Monday, however, will never be forgotten for her buzzer-beating heroics against Armstrong Atlantic State in Savannah during the 1995-96 season. With the score tied at 74, Augusta State had the ball with 0.9 seconds left in the game. Barnhart called a timeout to set up one final play.
"Coach asked who wanted to take the shot," Monday said. "And of course, I wanted to be the one who shot it."
Guard Hayley Lystlund inbounded the ball in front of Augusta's bench as Monday came off a triple-screen at the top of the key. Monday caught the ball, turned to face the basket and heaved up an 18-footer.
"I saw No. 62, this big ole' white girl running at me," Monday said. "I just put up the shot."
"The shot was a bit short," Barnhart recalled. "It hit the front rim, skipped, hit the back rim and went up in the air. It came down through and we won the game. You always remember those kind of games."
Barnhart remembers, and now dreads the future without Monday.

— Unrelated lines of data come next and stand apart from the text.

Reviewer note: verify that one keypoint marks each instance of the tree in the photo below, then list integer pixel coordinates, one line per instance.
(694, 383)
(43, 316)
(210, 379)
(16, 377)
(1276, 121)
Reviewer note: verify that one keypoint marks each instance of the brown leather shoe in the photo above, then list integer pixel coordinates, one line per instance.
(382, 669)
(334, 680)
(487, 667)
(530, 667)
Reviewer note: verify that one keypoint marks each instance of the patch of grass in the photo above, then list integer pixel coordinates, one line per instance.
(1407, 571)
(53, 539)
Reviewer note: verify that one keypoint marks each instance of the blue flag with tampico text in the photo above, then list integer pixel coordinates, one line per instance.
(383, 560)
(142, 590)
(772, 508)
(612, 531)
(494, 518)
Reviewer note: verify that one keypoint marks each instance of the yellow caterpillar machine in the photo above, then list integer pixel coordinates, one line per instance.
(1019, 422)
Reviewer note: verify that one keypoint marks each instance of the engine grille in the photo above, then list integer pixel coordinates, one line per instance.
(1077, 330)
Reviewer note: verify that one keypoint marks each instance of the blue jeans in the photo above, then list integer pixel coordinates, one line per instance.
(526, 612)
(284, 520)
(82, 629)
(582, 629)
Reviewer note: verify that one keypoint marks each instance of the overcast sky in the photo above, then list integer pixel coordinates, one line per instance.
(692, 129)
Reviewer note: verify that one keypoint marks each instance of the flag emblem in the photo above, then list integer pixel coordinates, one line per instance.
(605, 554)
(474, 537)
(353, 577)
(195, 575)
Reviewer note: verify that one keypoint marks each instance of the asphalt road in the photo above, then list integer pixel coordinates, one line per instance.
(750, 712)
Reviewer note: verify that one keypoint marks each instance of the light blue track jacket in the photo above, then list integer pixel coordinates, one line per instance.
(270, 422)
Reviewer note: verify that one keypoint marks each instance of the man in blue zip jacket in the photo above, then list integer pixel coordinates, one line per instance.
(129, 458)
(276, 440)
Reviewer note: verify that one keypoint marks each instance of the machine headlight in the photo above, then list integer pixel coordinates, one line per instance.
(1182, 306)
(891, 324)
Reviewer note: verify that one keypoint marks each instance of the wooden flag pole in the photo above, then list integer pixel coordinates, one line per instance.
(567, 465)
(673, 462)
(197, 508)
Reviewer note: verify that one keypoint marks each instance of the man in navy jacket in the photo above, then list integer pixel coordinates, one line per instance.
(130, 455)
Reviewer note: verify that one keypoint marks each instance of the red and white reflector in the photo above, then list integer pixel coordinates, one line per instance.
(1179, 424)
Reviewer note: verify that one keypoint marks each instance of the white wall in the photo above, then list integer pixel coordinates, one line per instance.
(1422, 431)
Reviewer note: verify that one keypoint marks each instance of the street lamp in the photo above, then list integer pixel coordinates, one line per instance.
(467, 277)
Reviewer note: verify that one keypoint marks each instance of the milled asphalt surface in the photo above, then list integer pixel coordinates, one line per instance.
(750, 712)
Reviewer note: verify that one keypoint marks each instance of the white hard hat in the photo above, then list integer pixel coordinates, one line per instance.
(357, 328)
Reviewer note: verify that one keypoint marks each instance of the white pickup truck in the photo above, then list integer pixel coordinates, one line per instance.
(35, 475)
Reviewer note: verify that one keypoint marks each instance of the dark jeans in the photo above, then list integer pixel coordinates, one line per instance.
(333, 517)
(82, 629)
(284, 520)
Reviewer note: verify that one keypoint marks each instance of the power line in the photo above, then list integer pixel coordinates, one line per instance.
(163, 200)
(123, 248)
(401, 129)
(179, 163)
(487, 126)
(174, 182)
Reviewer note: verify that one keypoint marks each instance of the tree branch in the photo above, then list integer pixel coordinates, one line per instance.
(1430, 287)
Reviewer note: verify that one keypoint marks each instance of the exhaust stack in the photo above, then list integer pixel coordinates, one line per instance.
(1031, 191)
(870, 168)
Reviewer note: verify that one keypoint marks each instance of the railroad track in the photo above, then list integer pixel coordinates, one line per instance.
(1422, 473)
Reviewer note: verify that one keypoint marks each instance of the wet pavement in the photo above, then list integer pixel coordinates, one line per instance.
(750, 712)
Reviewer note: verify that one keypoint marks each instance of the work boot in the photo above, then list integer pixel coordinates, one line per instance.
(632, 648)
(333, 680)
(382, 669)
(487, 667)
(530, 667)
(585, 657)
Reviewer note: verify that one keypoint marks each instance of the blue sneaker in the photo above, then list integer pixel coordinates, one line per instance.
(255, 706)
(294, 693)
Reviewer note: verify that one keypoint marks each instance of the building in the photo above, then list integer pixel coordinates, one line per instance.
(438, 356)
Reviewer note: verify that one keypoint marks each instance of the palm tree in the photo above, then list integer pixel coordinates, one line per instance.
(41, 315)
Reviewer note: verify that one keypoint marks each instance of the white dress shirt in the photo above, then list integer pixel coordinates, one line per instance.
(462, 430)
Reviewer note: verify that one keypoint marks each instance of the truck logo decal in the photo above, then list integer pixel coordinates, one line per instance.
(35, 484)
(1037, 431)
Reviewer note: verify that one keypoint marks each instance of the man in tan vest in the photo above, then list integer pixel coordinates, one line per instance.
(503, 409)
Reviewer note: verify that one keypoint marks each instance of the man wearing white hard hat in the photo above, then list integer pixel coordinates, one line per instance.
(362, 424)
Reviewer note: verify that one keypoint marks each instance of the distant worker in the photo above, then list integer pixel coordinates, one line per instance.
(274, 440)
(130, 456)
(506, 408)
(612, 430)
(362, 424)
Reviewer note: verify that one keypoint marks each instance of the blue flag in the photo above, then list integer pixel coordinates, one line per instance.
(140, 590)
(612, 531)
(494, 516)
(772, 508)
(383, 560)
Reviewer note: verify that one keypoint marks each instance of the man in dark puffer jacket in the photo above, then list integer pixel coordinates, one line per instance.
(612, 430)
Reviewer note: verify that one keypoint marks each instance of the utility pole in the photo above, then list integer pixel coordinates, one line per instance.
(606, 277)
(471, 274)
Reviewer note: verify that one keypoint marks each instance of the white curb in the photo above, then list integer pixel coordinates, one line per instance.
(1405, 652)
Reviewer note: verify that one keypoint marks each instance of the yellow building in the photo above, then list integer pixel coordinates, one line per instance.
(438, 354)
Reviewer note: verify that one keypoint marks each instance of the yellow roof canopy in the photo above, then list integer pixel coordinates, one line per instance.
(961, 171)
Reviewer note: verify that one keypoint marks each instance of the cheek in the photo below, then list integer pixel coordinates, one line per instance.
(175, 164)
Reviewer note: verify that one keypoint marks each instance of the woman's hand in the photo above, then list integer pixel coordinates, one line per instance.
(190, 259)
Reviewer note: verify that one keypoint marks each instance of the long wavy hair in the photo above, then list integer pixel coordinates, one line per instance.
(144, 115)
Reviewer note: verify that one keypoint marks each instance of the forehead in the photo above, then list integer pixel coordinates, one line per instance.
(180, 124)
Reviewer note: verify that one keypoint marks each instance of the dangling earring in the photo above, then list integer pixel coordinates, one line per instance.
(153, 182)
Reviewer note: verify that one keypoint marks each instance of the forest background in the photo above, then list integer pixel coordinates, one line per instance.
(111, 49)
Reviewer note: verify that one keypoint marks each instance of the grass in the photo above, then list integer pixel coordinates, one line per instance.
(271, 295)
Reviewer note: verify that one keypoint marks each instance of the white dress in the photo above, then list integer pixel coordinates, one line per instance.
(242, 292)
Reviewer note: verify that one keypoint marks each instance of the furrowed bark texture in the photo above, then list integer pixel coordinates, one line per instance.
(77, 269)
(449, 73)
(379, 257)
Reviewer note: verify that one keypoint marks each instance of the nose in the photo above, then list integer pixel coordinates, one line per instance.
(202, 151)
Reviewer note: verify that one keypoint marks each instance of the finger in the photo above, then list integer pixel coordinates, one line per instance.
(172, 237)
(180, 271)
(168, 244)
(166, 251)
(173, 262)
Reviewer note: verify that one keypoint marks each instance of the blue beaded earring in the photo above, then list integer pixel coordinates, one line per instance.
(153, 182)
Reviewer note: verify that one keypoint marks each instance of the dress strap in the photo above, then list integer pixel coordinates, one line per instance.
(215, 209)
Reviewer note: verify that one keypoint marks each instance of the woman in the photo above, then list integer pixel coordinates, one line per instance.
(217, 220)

"Now my problem is to find somebody who will come out and give us those 20 points a night she gave us."
Augusta State carries a 17-9 record (9-7 PBAC) into today's 6:30 p.m. game against Kennesaw State. In other women's games today, Francis Marion battles North Florida at noon; Georgia College & State University goes up against Clayton State at 2 p.m.; and Columbus State plays Armstrong Atlantic in the 8:30 nightcap.